Io ho iniziato, un po’ scettica, La regola dell’equilibrio venerdì nel tardo pomeriggio; non sono più riuscita a smettere, tanto che domenica mattina il libro era già finito e il mio scetticismo se n’era andato a svernare nei mari del sud.
Così sono uscita, sono andata in libreria e ho comprato i primi due capitoli, se così possiamo chiamarli, del filone con protagonista l’avvocato Guerrieri: Testimone inconsapevole (Sellerio, 336 pagine, 12 euro) e Ad occhi chiusi (Sellerio, 272 pagine, 12 euro), la compagnia giusta per le vacanze di Natale.
Perché non per adesso?

Perché i miei occhi ormai, in libreria, Carofiglio lo vedono bene e io mi sono ritrovata nella borsa anche Il bordo vertiginoso delle cose (Rizzoli Vintage, 320 pagine, 14 euro).
«Un caffè al bar, una notizia di cronaca nera sul giornale, un nome che riaffiora dal passato e toglie il respiro.
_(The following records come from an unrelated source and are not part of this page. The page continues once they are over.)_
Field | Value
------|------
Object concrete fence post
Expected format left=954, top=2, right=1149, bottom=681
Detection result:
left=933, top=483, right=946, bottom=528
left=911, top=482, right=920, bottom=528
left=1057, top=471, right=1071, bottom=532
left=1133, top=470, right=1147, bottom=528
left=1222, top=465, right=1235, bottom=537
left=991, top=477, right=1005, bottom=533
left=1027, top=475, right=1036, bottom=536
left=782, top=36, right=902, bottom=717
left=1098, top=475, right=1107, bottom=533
Enrico Vallesi è un uomo tradito dal successo del suo primo romanzo, intrappolato in un destino paradossale, che ha il sapore amaro delle occasioni mancate. Arriva però il giorno in cui sottrarsi al confronto con la memoria non è più possibile. Enrico decide allora di salire su un treno e tornare nella città dove è cresciuto, e dalla quale è scappato molti anni prima. Comincia in questo modo un avvincente viaggio di riscoperta attraverso i ricordi di un’adolescenza inquieta, in bilico fra rabbia e tenerezza. Un tempo fragile, struggente e violento segnato dall’amore per Celeste, giovane e luminosa supplente di filosofia, e dalla pericolosa attrazione per Salvatore, compagno di classe già adulto ed esperto della vita, anche nei suoi aspetti più feroci».

In questi giorni lo sto leggendo e mi piace, mi piace molto. Mentre scrivo questo post sono a pagina 224 e sono sempre più convinta che quello per Gianrico Carofiglio non sia un fuoco di paglia, ma un amore destinato a durare nel tempo.

 

Immagine di copertina da La regola dell’equilibrio.